Le conflit au Moyen-Orient a des répercussions dans divers secteurs, notamment dans la région asiatique.
L'escalade des conflits au Moyen-Orient a engendré une instabilité accrue de la situation sécuritaire dans diverses régions, incitant les gouvernements et les autorités à prendre des mesures de précaution, ce qui perturbe certaines liaisons aériennes et maritimes. Les prestataires logistiques et les transporteurs maritimes de tous les secteurs suivent de près l'évolution de la situation, en privilégiant la sécurité, l'intégrité des cargaisons et la continuité des opérations, tout en évaluant l'impact sur les chaînes d'approvisionnement mondiales.
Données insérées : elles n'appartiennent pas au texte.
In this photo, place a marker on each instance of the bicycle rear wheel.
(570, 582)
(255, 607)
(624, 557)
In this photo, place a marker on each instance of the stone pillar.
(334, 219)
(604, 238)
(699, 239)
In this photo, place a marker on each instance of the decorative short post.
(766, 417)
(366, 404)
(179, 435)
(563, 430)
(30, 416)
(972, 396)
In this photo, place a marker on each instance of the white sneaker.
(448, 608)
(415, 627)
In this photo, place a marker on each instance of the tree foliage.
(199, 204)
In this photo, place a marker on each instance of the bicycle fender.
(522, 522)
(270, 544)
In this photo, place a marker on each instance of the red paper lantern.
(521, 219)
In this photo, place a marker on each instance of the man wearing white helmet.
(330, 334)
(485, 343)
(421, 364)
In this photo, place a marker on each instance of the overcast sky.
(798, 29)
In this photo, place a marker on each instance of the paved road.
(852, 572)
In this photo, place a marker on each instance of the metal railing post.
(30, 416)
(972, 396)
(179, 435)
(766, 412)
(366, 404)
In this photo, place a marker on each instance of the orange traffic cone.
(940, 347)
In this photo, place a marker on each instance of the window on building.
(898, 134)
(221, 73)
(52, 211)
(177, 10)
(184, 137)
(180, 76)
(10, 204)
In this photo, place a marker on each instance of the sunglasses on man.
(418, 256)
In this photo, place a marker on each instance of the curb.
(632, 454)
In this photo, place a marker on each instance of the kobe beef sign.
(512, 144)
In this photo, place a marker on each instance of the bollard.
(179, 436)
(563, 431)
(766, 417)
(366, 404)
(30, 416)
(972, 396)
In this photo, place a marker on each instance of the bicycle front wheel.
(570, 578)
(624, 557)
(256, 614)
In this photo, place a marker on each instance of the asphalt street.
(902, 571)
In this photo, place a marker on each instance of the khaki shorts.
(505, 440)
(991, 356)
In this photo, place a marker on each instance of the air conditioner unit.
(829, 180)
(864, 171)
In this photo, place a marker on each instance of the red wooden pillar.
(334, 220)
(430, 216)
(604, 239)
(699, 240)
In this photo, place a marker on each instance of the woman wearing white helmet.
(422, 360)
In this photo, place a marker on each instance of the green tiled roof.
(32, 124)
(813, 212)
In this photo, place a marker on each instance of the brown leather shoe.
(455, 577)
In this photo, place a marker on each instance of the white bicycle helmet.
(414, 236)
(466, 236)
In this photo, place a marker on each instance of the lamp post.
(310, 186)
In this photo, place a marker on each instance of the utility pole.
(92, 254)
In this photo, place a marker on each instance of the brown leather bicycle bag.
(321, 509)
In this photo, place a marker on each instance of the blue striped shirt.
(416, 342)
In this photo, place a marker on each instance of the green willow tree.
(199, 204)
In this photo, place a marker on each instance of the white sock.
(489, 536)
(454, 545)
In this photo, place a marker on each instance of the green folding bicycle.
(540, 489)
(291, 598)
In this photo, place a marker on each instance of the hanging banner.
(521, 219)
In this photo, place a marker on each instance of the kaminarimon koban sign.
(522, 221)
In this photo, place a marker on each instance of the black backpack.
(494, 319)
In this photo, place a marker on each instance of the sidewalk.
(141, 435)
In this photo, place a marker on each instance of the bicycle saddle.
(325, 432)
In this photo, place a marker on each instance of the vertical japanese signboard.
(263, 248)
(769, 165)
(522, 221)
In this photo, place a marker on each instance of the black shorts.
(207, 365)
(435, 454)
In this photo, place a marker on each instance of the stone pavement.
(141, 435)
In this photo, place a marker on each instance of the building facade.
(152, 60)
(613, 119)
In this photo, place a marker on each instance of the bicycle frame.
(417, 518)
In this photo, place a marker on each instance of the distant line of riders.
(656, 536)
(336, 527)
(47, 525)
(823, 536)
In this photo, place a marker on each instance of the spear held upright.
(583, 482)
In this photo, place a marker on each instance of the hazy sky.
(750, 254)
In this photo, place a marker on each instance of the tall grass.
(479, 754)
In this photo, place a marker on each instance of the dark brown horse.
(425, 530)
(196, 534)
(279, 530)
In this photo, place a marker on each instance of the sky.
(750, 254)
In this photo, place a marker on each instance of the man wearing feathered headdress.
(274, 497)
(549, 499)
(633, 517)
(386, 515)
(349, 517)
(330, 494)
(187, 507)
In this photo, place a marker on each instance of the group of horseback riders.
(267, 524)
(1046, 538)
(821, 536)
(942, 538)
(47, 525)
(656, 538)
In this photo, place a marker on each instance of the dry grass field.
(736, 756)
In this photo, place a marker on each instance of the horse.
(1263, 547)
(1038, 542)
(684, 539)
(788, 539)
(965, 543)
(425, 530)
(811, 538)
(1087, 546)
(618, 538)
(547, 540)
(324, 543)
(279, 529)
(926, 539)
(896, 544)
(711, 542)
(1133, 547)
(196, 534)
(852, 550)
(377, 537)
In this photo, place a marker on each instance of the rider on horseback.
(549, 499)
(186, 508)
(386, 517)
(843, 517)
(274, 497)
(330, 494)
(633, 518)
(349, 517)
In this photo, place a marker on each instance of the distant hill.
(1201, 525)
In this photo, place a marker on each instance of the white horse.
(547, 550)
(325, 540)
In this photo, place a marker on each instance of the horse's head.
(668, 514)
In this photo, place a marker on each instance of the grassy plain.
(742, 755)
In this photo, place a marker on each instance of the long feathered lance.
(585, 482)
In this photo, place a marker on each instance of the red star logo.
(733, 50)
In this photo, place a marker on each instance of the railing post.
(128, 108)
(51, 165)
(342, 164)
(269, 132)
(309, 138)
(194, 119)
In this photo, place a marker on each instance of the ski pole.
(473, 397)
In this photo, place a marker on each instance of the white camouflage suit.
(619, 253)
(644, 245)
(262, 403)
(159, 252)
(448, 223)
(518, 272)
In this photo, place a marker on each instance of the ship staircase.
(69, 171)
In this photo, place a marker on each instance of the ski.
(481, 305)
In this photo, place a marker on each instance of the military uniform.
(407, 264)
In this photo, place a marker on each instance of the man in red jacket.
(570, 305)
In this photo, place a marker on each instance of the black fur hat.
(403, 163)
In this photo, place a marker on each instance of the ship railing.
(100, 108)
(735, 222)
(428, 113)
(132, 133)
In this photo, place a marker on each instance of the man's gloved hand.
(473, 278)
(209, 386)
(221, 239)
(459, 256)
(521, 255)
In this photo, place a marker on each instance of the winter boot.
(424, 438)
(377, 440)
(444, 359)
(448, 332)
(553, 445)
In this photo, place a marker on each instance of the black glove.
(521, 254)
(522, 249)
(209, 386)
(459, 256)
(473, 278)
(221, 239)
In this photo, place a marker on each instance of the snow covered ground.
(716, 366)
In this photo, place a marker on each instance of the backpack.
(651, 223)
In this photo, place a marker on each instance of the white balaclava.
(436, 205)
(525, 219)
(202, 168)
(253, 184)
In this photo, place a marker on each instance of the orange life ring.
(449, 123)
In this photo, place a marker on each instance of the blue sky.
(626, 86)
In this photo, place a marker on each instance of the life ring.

En matière de logistique aérienne, la fermeture temporaire de l'espace aérien par plusieurs pays, dont les Émirats arabes unis, le Qatar, Bahreïn, le Koweït, l'Irak et l'Iran, a engendré des répercussions importantes. Certaines compagnies aériennes ont suspendu l'acceptation de fret à destination des aéroports concernés, et ces suspensions pourraient se prolonger jusqu'à début mars, voire plus tard. Dans certains cas, si les itinéraires de vol évitent l'espace aérien restreint, les services de fret resteront opérationnels. La réduction de la capacité des vols, les modifications temporaires d'horaires et les ajustements d'itinéraires sont susceptibles d'entraîner des retards et un allongement des délais de transport. Les services au sol dans les aéroports et les terminaux de fret, notamment la réception et la manutention des marchandises, pourraient également être perturbés en raison des restrictions locales ou d'un manque de personnel.
Le transport maritime est confronté à des perturbations structurelles liées aux principaux points de passage maritimes. Le détroit d'Ormuz est totalement fermé, interdisant le trafic commercial de conteneurs et bloquant l'accès direct au golfe Persique. Les principales compagnies maritimes ont également cessé de transiter par le détroit de Mandeb, obligeant les navires à emprunter des itinéraires alternatifs plus longs, généralement en contournant le cap de Bonne-Espérance. Il en résulte des trajets plus longs, une congestion des plateformes de transbordement, des horaires irréguliers et des pénuries potentielles de matériel dues au déséquilibre des flux de conteneurs. Toutes les grandes compagnies maritimes ont suspendu les réservations pour les routes du Golfe, y compris le transport de marchandises réfrigérées. Dans certaines régions, les ports ont été perturbés à des degrés divers par des attaques de drones et de missiles. Si le conflit se poursuit pendant plusieurs jours, des goulets d'étranglement pourraient apparaître en premier lieu en Asie et dans le sous-continent indien en raison de l'interconnexion des routes commerciales.
Actuellement, d'autres répercussions sur les coûts, notamment en Asie, se font sentir. Les transporteurs pourraient appliquer ou ajuster les surtaxes liées aux risques de guerre en fonction de l'augmentation des risques sécuritaires. Plusieurs grands transporteurs ont annoncé des surtaxes d'urgence en cas de conflit, et d'autres devraient suivre en fonction des impacts opérationnels. Le détournement des navires pour éviter les détroits fermés pourrait accroître la consommation de carburant, et les surtaxes carburant devraient également augmenter à mesure que les prix du carburant réagissent à l'instabilité régionale. En raison de la capacité réduite et des ajustements d'assurance liés au temps de guerre, les taux de change au comptant pourraient augmenter. L'exposition aux risques du marché de l'énergie s'accroît également. Environ 20 % du pétrole mondial transite par le détroit d'Ormuz, l'Asie étant la région la plus touchée.